College of Marin trustees have selected a top administrator at the school as its next president.
Jonathan Eldridge, a San Rafael resident, was one of three finalists for the job. He will replace David Wain Coon in January.
“Dr. Eldridge has served College of Marin as vice president for over 10 years and has led some of the college’s most significant collaborative initiatives,” Coon said. “I am confident in his ability to successfully lead the college in its post-pandemic era and look forward to updates from the other side of the podium at the centennial celebration in 2026.”
Eldridge’s appointment is pending a final vote by the trustees on Tuesday. His starting salary and other contract details will be released then, according to Nicole Cruz, the college’s communications director.

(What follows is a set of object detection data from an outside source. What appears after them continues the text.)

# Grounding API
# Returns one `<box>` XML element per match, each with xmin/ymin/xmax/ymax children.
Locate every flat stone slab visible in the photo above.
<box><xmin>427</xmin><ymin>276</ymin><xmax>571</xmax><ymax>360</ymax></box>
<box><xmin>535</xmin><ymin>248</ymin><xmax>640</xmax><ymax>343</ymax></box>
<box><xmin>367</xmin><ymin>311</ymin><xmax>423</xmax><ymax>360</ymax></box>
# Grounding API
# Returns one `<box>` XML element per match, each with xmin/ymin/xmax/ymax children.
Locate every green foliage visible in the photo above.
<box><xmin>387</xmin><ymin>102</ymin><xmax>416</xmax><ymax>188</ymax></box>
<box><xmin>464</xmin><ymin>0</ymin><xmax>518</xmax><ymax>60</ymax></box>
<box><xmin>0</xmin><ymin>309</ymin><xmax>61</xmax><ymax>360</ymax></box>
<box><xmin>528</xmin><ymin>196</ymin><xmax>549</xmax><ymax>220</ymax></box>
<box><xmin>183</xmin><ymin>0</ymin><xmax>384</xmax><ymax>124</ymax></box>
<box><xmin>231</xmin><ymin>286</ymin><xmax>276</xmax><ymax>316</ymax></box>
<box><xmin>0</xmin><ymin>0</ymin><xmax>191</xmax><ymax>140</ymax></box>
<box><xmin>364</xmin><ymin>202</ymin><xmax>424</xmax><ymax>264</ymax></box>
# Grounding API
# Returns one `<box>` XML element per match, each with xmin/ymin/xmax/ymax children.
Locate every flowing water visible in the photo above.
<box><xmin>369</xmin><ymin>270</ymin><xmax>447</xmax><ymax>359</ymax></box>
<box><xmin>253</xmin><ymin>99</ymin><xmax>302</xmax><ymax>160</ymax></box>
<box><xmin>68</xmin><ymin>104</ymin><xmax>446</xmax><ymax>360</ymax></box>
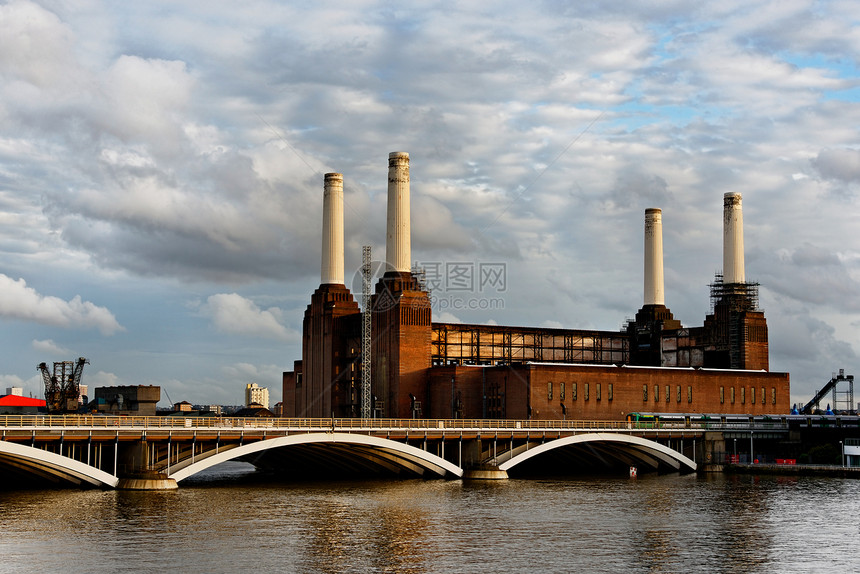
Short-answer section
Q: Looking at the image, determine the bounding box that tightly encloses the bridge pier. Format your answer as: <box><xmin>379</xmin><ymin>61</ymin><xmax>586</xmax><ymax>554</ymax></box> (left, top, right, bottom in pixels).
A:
<box><xmin>116</xmin><ymin>471</ymin><xmax>179</xmax><ymax>490</ymax></box>
<box><xmin>463</xmin><ymin>466</ymin><xmax>508</xmax><ymax>480</ymax></box>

“I am thankful to the board for the opportunity to serve as the 11th president of College of Marin,” Eldridge said. “The stability the college has enjoyed thanks to Dr. Coon’s leadership and the board’s stewardship positions us well for great things to come. I am honored to have the opportunity to help our talented and dedicated faculty, staff, students and administrators realize the full power of our impact for Marin and beyond.”
Eldridge, who leads both the academic and student services divisions, said he is excited to be taking over leadership at what he called “a unique moment in time.” In 2026, the college will celebrate its centennial and coincidentally launch new educational and strategic plans, Eldridge said.
“We get to reflect on the past 100 years at the college — the legacy that’s been built up — and also decide what the next 100 years will look like,” said Eldridge, 54. “That’s obviously a once-in-a-lifetime opportunity for all of us associated with the college and everyone in Marin to help ensure that College of Marin continues to be a preeminent hub of higher education and meets the diverse needs of everyone in the county.”
Also in 2026, the college will complete its last major Measure B bond construction project: the learning resources center and library at the Kentfield campus.
Eldridge has been involved in significant initiatives at the college, including expanding collaboration with K-12 schools, developing career technical education paths and coping with enrollment fluctuations during the pandemic.
“This fall, we have 1,009 more students enrolled with the college than we did last year,” he said. He said that was about a 20% increase.
“We are seeing students come back from the pandemic, and, because of the efforts we’ve made with our K-12 partners, our community partners and with industry and others, we’re seeing new enrollment as well,” Eldridge said.
Of Eldridge, college board president Diana Conti said she and the other trustees are “looking forward to working with him in his new role” and building on the work Coon’s administration.
“Dr. Coon is leaving us with quite an impressive legacy and a strong foundation for the leadership of our next superintendent and president to take us even farther in fostering student success,” Conti said.
Prior to coming to College of Marin, Eldridge was vice president for student affairs at Southern Oregon University. He also was dean of students at Lewis and Clark College in Portland, Oregon, and an educator at the University of Washington.
At College of Marin, Eldridge has worked on programs to support low-income students and those who are the first generation in their families to attend college.
He has also developed, expanded and nurtured partnerships with local nonprofits, foundations and academic institutions. Those include 10,000 Degrees, Canal Alliance, the Marin Community Foundation, school districts, Sonoma State University, Dominican University of California and the Marin Economic Forum. Eldridge serves on the boards of 10,000 Degrees and the Marin Economic Forum.
Eldridge has a bachelor’s degree in history from Central Washington University, a master’s degree in education from Colorado State University and a doctorate in organizational change and leadership from the University of Southern California.
Eldridge said being a Marin resident helps him to understand local needs. His daughter is a fifth-grader in the Miller Creek School District. His wife, Rima DasGupta, is a department chair and professor at Santa Rosa Junior College.
“In Marin County, we have a responsibility to make sure that every person has access to high-quality education,” Eldridge said. “We take that role very seriously.”
The other finalists for the position were Kimberlee Messina, president of Spokane Falls Community College in Washington state, and Luis Pedraja, president of Quinsigamond Community College in Massachusetts.